As POSIXct inherits from POSIXt we can see that there are two classes (like for matrices c("matrix", "array")). Let us unclass both objects to see how they are constructed:

unclass(dt1)
## [1] 1609459200
## attr(,"tzone")
## [1] ""
unclass(dt2)
## [1] 1609455600
## attr(,"tzone")
## [1] "CET"

As shown, both objects are numeric (double) vectors but contain different numeric values. The numbers always represent the number of seconds to the reference date 1970-01-01 00:00:00 UTC (UTC time zone). As there is one hour offset between “UTC” and “CET”, there is a one-hour difference between these two objects.

dt1 - dt2
## Time difference of 1 hours

As for converting an object of class character to Date, as.POSIXct accepts a custom format definition in case our date and time information (the input) does not come in a standard ISO represesentation.

# From custom format
(d2 <- as.POSIXct("12:47:04, 29.3.2020",
                  format = "%H:%M:%S, %d.%m.%Y"))
## [1] "2020-03-29 12:47:04 UTC"

Working with date/time

As with Date objects we can now work with the POSIXct object(s). Note that, internally, they count the number of seconds. Thus, adding +1 will increase the time by 1 second (not one day as for Date objects).

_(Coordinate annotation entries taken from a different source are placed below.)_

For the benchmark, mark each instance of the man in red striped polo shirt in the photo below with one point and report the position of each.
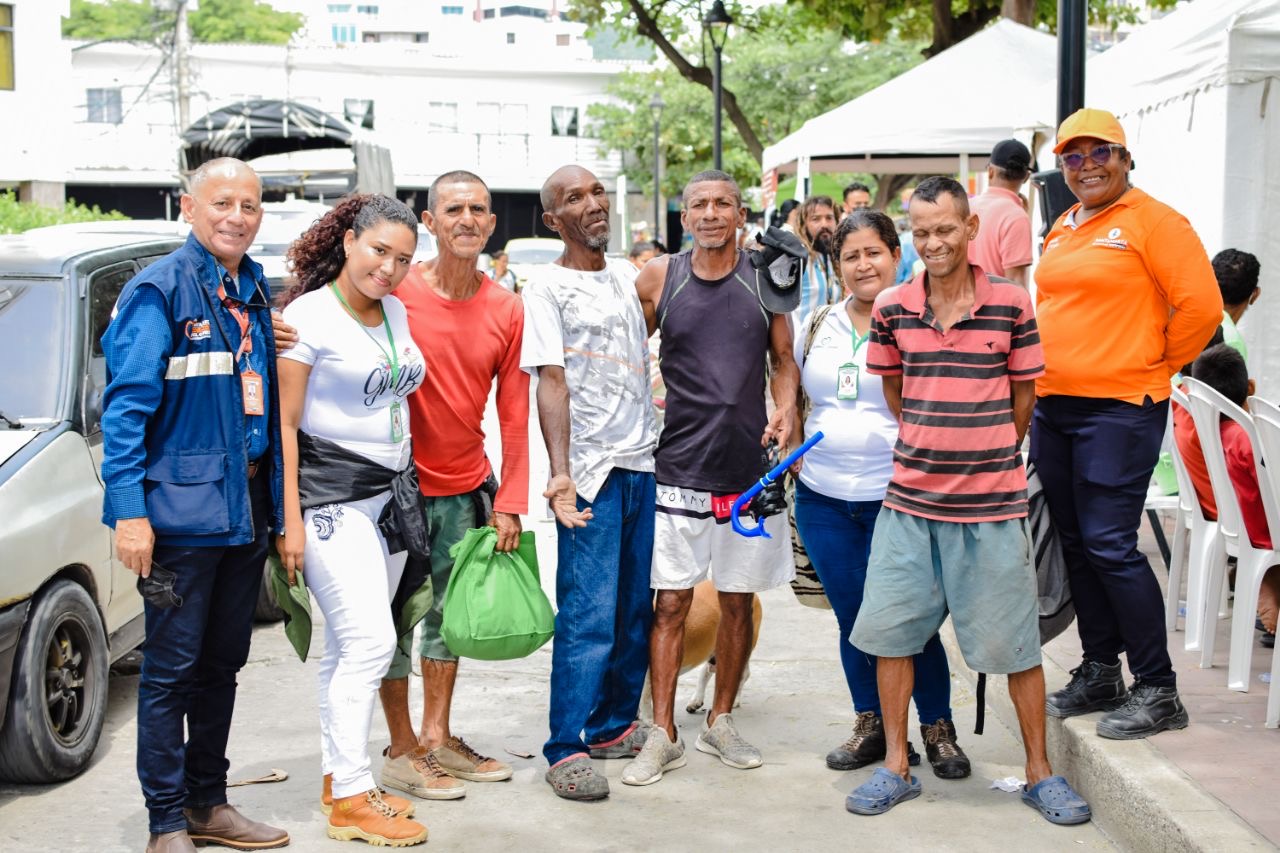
(959, 354)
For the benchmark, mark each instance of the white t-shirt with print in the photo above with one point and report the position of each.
(350, 392)
(592, 324)
(854, 461)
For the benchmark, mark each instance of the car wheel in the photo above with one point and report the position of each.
(58, 699)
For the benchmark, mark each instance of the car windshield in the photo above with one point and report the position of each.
(32, 349)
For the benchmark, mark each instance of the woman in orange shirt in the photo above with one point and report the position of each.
(1125, 296)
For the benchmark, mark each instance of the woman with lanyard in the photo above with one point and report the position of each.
(343, 392)
(842, 482)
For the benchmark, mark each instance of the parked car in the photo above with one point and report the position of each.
(68, 609)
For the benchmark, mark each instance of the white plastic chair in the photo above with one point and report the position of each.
(1207, 409)
(1266, 422)
(1197, 541)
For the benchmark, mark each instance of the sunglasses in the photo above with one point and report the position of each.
(1101, 155)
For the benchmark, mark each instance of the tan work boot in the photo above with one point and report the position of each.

dt1 - 60                              # 1 minute = 60 seconds
## [1] "2020-12-31 23:59:00 UTC"
dt1 + 3 * 3600                        # 3600 seconds = 1 hour
## [1] "2021-01-01 03:00:00 UTC"
dt1 > dt2
## [1] TRUE
dt1 + 3 * 3600 < dt2
## [1] FALSE

Formatting POSIXt objects

Formatting objects of class POSIXt works in the same way as formatting objects of class Date. Internally, R is now using the dedicated methods format.POSIXct() (or format.POSIXlt(); not covered here) instead of format.Date() as used for objects of class Date. However, the usage is barely different:

format(dt1)
## [1] "2021-01-01"
format(dt1, format = "%Y-%m-%d %H:%M:%S")
## [1] "2021-01-01 00:00:00"
format(dt1, format = "%A %d, %B %Y")
## [1] "Freitag 01, Jänner 2021"
format(dt1, format = "Object `dt1` (%Y-%m-%d %H:%M:%S %Z) belongs to Julian day %j")
## [1] "Object `dt1` (2021-01-01 00:00:00 UTC) belongs to Julian day 001"
format(dt1 - dt2)
## [1] "1 hours"

Or to get a bit more creative (if needed):

format(dt1, "%Hh%mm (on %A %B %d, %Y)")  # Custom formatting
## [1] "00h01m (on Freitag Jänner 01, 2021)"

Plotting

Date and date-time objects are very handy when working with date/time-related data. As an example, let us imagine we have some (random) observations over one year and would like to plot this.

# Generate Date vector over entire 2021
dates <- seq(from = as.Date("2021-01-01"),
             to   = as.Date("2022-01-01") - 1,
             by = 1L)
c(min(dates), max(dates))
## [1] "2021-01-01" "2021-12-31"
# Create some random data -> add both to a data frame.
set.seed(6020) # Pseudo-randomization
df <- data.frame(date = dates, value = rnorm(length(dates)))
head(df)
##         date      value
## 1 2021-01-01 -0.3421647
## 2 2021-01-02  0.4528670
## 3 2021-01-03  0.6169125
## 4 2021-01-04 -0.6121245
## 5 2021-01-05 -1.2603337
## 6 2021-01-06 -0.4266803
# And plot ...
plot(value ~ date, data = df, type = "l", col = "steelblue")

Or slightly different using type = "h" with different colors for negative/positive values:

plot(value ~ date, data = df, type = "h",
     col = ifelse(value < 0, "steelblue", 2))

As you can see, R now takes care to plot the data correctly along the x-axis and also adds useful labels. In addition, date and date-time objects are super useful to e.g., calculate annual (yearly), monthly, or daily values (e.g., mean, minimum, maximum) and much more.